锁的释放相对于简单锁的实现更容易些,因为每个客户端创建的都是唯一的子节点,所以链接丢失时只需要进行重试即可,不需要额外的判断了。
public void release(String path) throws InterruptedException, KeeperException { try{ zk.delete(path, -1); } catch(KeeperException e){ if (e.code().equals(KeeperException.Code.CONNECTIONLOSS)) { this.release(path); } else { throw e; } } }
下面给出其它几个方法的实现,方便大家查看:
private List<String> getChildren(String resource) throws KeeperException, InterruptedException { try{ List<String> rlt = zk.getChildren(root + resource, false); Collections.sort(rlt, new Comparator<String>() { @Override public int compare(String o1, String o2) { int i1 = DistributedLock.this.parseSequence(o1); int i2 = DistributedLock.this.parseSequence(o2); return i1 - i2; } }); return rlt; } catch(KeeperException e){ if (e.code().equals(KeeperException.Code.CONNECTIONLOSS)) { return this.getChildren(resource); } else { throw e; } } } private boolean isLocked(String myPath, List<String> pathes) { int mySeq = this.parseSequence(myPath); int firstSeq = this.parseSequence(pathes.get(0)); return mySeq == firstSeq; } private String findWatchPath(String myPath, List<String> pathes, String resource) { String prefix = root + resource + SEPARATOR; int start = prefix.length(); String path; for (int i = pathes.size() -1; i >= 0; i--) { path = pathes.get(i); if (path.equals(myPath.substring(start))) { return prefix + pathes.get(i-1); } } throw new IllegalStateException(); } private void watchAndWait(String target) throws KeeperException, InterruptedException { Semaphore s = new Semaphore(0); try{ Stat stat = zk.exists(target, new Watcher() { @Override public void process(WatchedEvent event) { if (event.getType().equals(EventType.NodeDeleted)) { s.release(); } } }); if (null != stat) { s.acquire(); } } catch(KeeperException e){ if (e.code().equals(KeeperException.Code.CONNECTIONLOSS)) { this.watchAndWait(target); return; } else { throw e; } } } private String findMyNodeOnConnectionLoss(List<String> pathes, String clientId) throws KeeperException, InterruptedException { if (null == pathes || pathes.isEmpty()) { return null; } String path; for (int i = pathes.size() -1; i >= 0; i--) { path = pathes.get(i); if (this.isClientIdMatch(path, clientId)) { return path; } } return null; } private boolean isClientIdMatch(String path, String clientId) throws KeeperException, InterruptedException { try{ Stat stat = new Stat(); byte[] data = zk.getData(path, false, stat); if (clientId.equals(new String(data))) { return true; } return false; } catch(KeeperException e){ if (e.code().equals(KeeperException.Code.NONODE)) { return false; } else if (e.code().equals(KeeperException.Code.CONNECTIONLOSS)) { return this.isClientIdMatch(path, clientId); } else { throw e; } } }
读写锁
将上面的实现稍作修改,就可以实现读写锁,这里引用ZooKeeper官网的描述。
加读锁的算法:
- Call create( ) to create a node with pathname “locknode/read-“. This is the lock node use later in the protocol.
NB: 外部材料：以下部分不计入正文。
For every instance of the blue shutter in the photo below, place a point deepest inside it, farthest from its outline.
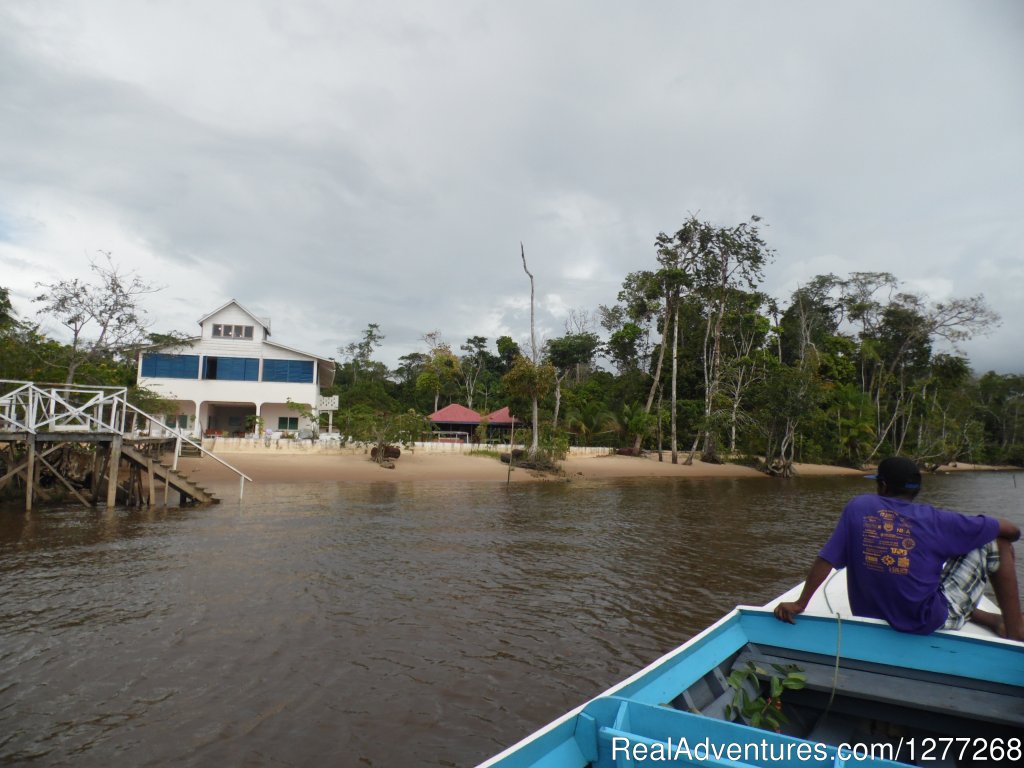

Make sure to set both the sequence and ephemeral flags.
- Call getChildren( ) on the lock node without setting the watch flag - this is important, as it avoids the herd effect.
- If there are no children with a pathname starting with “write-“ and having a lower sequence number than the node created in step 1, the client has the lock and can exit the protocol.
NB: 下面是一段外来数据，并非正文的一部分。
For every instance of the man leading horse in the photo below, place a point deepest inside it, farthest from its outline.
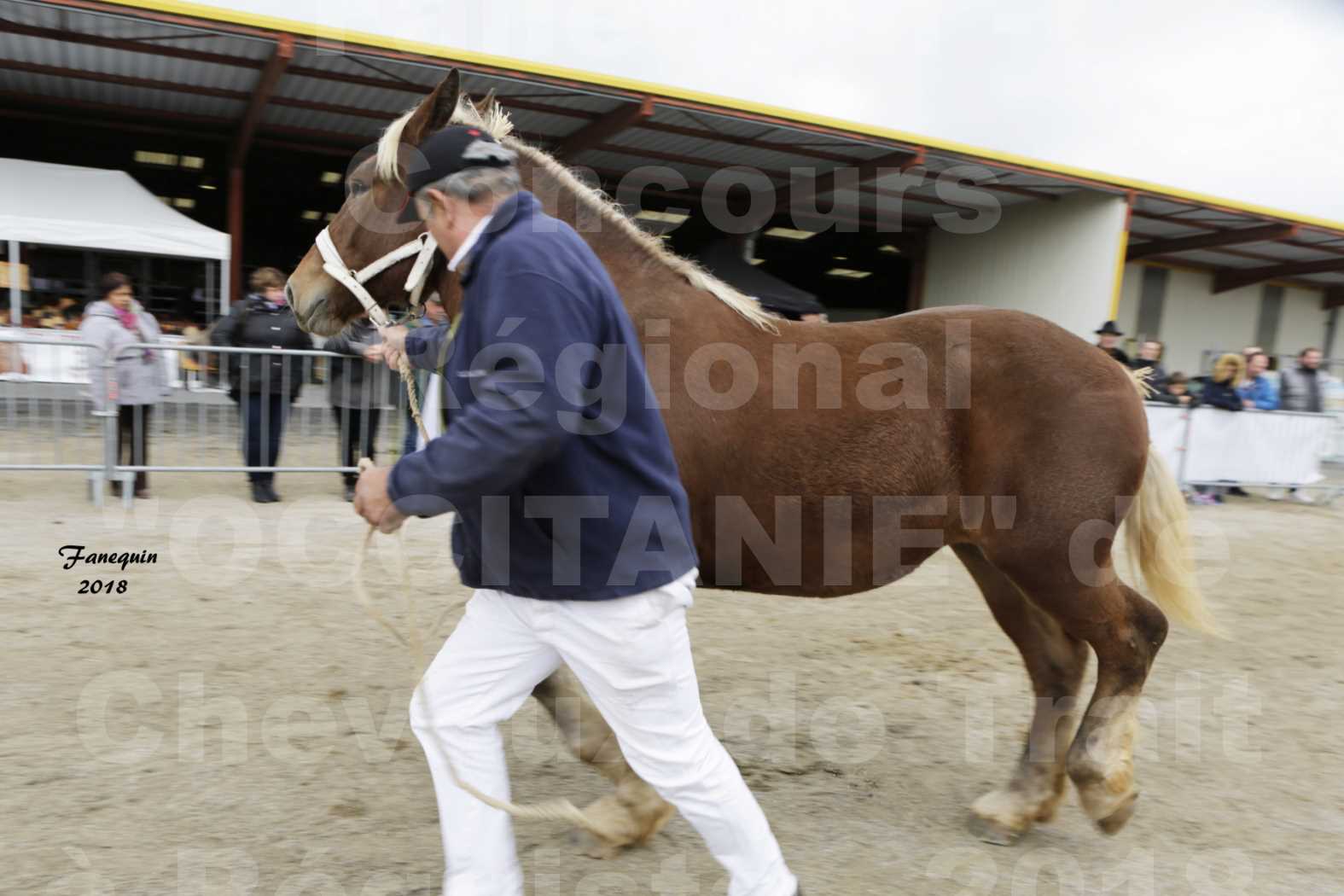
(559, 468)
- Otherwise, call exists( ), with watch flag, set on the node in lock directory with pathname staring with “write-“ having the next lowest sequence number.
- If exists( ) returns false, goto step 2. Otherwise, wait for a notification for the pathname from the previous step before going to step 2
加写锁的算法:
- Call create( ) to create a node with pathname “locknode/write-“. This is the lock node spoken of later in the protocol. Make sure to set both sequence and ephemeral flags.
- Call getChildren( ) on the lock node without setting the watch flag - this is important, as it avoids the herd effect.
- If there are no children with a lower sequence number than the node created in step 1, the client has the lock and the client exits the protocol.
- Call exists( ), with watch flag set, on the node with the pathname that has the next lowest sequence number.
- If exists( ) returns false, goto step 2. Otherwise, wait for a notification for the pathname from the previous step before going to step 2.